The compiled system instruction for router:

Route requests to the right specialist.

You are router.

You can delegate tasks to the following agents using the transfer_to_agent tool:
- weather: Handles weather-related questions
- news: Handles news-related questions

To transfer to an agent, call the transfer_to_agent tool with the agent's name.

The tools list:

[transfer_to_agent(agent_name: string)]

Debugging Compilation

To see what the LLM actually receives, inspect the compiled request:

# In your agent's before_model callback:
agent = ADK.Agent.LlmAgent.new(
  name: "debug_bot",
  model: "gemini-flash-latest",
  instruction: "Help the user. User is {user_name}."
)

# Or use the context_compilation example to see full output:
# mix run --no-halt
# (in the examples/context_compilation directory)

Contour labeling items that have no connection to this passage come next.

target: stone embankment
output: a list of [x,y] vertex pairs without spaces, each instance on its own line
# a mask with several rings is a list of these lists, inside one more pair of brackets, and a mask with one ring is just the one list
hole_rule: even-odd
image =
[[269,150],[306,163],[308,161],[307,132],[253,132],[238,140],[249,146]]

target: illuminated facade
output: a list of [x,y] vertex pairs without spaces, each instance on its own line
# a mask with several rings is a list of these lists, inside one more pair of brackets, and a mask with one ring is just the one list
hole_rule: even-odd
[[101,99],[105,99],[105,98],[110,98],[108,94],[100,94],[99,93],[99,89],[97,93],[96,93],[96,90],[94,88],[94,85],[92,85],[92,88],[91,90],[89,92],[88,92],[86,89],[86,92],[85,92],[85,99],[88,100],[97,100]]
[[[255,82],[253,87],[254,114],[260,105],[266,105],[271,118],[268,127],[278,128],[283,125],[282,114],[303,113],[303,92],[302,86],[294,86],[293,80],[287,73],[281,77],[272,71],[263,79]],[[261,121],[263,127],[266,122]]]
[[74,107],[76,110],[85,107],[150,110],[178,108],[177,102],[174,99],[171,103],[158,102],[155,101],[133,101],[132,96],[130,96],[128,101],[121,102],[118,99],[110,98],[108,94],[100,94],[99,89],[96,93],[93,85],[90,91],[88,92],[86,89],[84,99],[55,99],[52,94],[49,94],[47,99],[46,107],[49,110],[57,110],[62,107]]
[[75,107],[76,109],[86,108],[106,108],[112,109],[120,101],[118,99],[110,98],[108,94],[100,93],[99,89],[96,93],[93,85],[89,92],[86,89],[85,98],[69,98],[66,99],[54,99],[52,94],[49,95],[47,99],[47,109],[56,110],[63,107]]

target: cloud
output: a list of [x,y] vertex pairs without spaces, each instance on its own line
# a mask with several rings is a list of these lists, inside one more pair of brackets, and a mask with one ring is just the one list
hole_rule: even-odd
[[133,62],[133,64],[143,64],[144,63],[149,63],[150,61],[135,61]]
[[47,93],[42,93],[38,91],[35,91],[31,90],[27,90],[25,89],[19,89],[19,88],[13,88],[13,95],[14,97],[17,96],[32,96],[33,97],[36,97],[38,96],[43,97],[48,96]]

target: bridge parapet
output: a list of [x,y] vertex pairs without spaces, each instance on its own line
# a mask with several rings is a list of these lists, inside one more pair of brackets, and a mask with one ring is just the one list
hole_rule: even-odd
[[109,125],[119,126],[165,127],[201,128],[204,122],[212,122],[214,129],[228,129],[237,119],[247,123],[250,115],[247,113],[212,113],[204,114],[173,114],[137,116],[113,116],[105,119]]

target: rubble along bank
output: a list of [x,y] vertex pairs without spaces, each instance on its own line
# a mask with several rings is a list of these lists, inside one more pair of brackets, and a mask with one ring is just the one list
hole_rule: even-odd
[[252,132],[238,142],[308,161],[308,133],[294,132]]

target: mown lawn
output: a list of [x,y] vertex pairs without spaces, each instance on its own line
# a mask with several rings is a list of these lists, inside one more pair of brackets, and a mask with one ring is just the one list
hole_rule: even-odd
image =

The examples/context_compilation project in this repository demonstrates compilation with debug output showing exactly what each stage produces.

Comparison with Python ADK

ADK Elixir and Python ADK share the same conceptual model but differ in implementation:

The Elixir implementation is more concise (functional style vs OOP pipeline) while covering the most common use cases. The Python ADK's additional complexity handles edge cases like bidirectional transfer, branch isolation in deep agent trees, and context caching optimization.